The dwarf contingent was competently represented by Helmut Pampuch, a properly crafty if vocally feeble Mime, and the canny veteran Franz Mazura, who now offers more bark than bite as Alberich. James Patterson sounded marvelously monstrous as the amplified voice of the dragon, Fafner, but the basso’s human frailties became all too apparent when--following the dubious Patrice Chereau example--he was required to resume his human form and normal voice.

Janet Williams piped prettily as the unseen little birdie who tells Siegfried her fateful coloratura secrets. Birgitta Svenden, like most mezzo-sopranos drafted for contralto duty, resorted to deep-toned huffing and puffing as the eternally maternal Erda.

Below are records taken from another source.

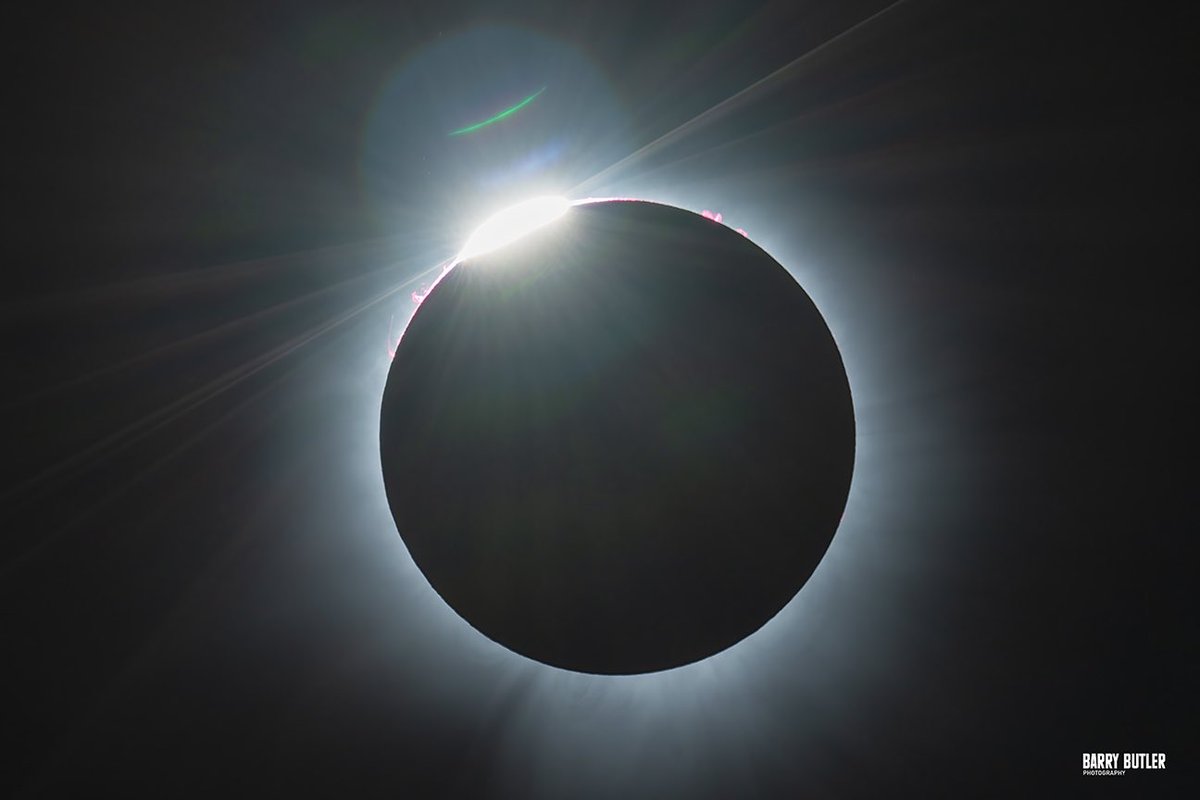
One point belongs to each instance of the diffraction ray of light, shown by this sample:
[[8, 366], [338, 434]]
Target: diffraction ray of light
[[505, 113]]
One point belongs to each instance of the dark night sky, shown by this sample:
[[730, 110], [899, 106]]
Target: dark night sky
[[994, 208]]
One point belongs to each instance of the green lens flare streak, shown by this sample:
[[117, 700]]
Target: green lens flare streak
[[507, 112]]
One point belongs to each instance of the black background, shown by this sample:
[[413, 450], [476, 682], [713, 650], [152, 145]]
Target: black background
[[1020, 181]]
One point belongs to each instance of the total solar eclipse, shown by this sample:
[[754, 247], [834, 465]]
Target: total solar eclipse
[[621, 443]]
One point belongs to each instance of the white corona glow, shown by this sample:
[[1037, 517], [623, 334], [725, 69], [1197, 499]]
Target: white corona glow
[[513, 223]]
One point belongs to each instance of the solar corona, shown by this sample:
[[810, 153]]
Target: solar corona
[[617, 437]]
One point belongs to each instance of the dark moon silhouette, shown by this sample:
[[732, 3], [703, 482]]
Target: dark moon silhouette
[[621, 444]]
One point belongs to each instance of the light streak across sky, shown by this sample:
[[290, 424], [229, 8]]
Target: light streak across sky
[[497, 118]]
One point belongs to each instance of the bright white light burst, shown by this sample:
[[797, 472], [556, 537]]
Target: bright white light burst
[[513, 223]]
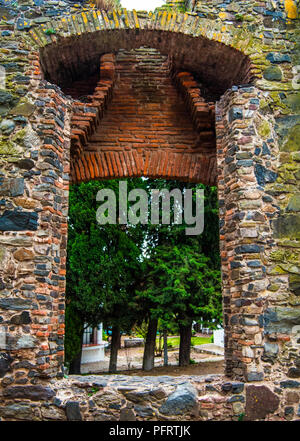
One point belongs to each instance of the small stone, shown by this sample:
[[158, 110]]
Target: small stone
[[235, 113], [34, 393], [26, 164], [16, 304], [277, 58], [255, 376], [73, 411], [18, 221], [180, 402], [272, 73], [294, 204], [290, 384], [294, 373], [5, 362], [127, 415], [260, 401], [289, 411], [7, 126], [22, 319], [292, 398], [270, 349], [23, 254]]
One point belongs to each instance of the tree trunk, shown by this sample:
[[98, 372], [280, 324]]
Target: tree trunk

Peter McClintock oversaw the entrances and exits carefully in the absence of the original director, Nikolaus Lehnhoff. John Conklin’s designs, replete with naive-Romantic images inspired by Caspar David Friedrich, looked quaint in Mime’s grubby kitchen, postcard-picturesque at the Valkyrie’s red-glowing rock.

The ultra-prosaic supertitles spared us at least one obtrusive laugh. When Siegfried removed the ample breastplate of the sleeping Brunnhilde, he jumped back in wonted horror and, as always, exclaimed his immortal contribution to the annals of German understatement:

“Das ist kein Mann,” or, if you will, “This is is no man.”

Here, the screen atop the proscenium went blank--suddenly, blessedly blank. Some observations are best left untranslated.